South Yorkshire Times – Saturday 09 May 1942

Turning Tide

The Balance Sheet of war does not yet show many positive credits on the side of the United Nations. There have been some very definite set-backs for the enemy, of which perhaps the chief is his continued embroilment with Russia, but our own time is not yet, though there are signs and portents not unfavourable to our cause.

One of these was Hitler’s recent speech, in which he specifically referred to the home front in somewhat sinister and minatory terms. But we shall be foolish if we take any comfort from what we imagine to be the internal condition of Germany. Obviously it must be difficult .We have only to cast our memories back to our own ordeal of night bombing to imagine what things are like in places where the R.A.F. is now playing nightly havoc.

These attacks, we are told, are heavier than those which the Luftwaffe inflicted on our cities and there are many indications that this is so. For the Germans there is worse to come, but we know that aerial attack must be persistent in weight and severity over a long period before it begins to tell.

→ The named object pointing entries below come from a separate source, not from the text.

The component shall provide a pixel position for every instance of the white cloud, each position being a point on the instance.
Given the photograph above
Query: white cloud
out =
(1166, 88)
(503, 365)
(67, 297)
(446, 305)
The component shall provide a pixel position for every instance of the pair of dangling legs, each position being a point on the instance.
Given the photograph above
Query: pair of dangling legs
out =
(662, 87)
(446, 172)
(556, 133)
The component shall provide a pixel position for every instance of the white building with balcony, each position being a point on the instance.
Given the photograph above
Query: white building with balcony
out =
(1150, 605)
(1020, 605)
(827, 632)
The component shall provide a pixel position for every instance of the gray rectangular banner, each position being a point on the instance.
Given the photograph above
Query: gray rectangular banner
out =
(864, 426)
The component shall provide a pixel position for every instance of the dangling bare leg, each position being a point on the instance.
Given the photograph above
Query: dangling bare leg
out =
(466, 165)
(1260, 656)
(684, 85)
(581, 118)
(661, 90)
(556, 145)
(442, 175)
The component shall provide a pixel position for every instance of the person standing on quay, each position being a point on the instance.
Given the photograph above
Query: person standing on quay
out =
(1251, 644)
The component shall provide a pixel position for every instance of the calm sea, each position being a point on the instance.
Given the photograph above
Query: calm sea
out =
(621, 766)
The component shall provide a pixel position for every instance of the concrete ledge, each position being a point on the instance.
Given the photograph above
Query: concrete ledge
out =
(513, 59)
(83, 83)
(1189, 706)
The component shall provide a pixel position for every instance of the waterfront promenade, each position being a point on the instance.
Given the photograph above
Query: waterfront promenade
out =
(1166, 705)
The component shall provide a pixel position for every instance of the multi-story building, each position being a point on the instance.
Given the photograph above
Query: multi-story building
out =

In the meantime we are on the point of being ousted from Burma by the Japanese, who are already battering against the back door of China. At the same time there are no signs of weakening from the Japanese forces established on the doorstep of Australia, even though they have been compelled to mark tune in the face of dauntless air attack directed by General MacArthur and made possible by steady reinforcements of American aircraft. The fall of Corregidor marks the end of organised resistance in the Phillipines, and a review of the position suggests that we are on the threshold of a new phase of the war.

Madagascar marks a step in the United Nations’ turnover from defence to attack. The neutralisation of the island is really an offensive-defensive action, as it is necessary to deny the Japanese a base which would have compromised very gravely our eastern supply line and one of the life-lines which have helped to stiffen Russian resistance. At the same time liquidation of the uncertainty about, Madagascar is a positive step towards the counter attack against Japan which must come sooner o; later. We can ignore the hypocritical outcries of Vichy against a logical step in our strategy which it was obvious would have to be undertaken with the minimum of delay. Madagascar would have gone the way of French Indo China as soon as the Japanese fleet felt able to reach out towards it.

The fight for India which is now on will be waged with so much more confidence in the knowledge that potential Vichy treachery over this island base in the rear has been scotched. The full fury of the offensives which will characterise this year are as yet hidden from us. They may be even now developing, and must in any event be imminent. A many-sided attack on the Caucasus is likely, and India and Australia are facing peril as great as Britain’s after Dunkirk. Egypt, too, lies in the shadow, and our own island fortress is not free of the menace of invasion.

But as we prepare to parry the blows of an adversary no longer as fresh as he was we are now able and ready to probe his weak points in reply. We are perfecting our own counter strokes and these will fall with increasing weight as we discern our opportunities. Already we are hitting hack to some purpose in the air. Just how soon and how hard our main riposte will be is the chief anxiety of the Axis powers. They have learned to their cost that the Lion has wings; they have yet to be reminded that the Lion has claws too.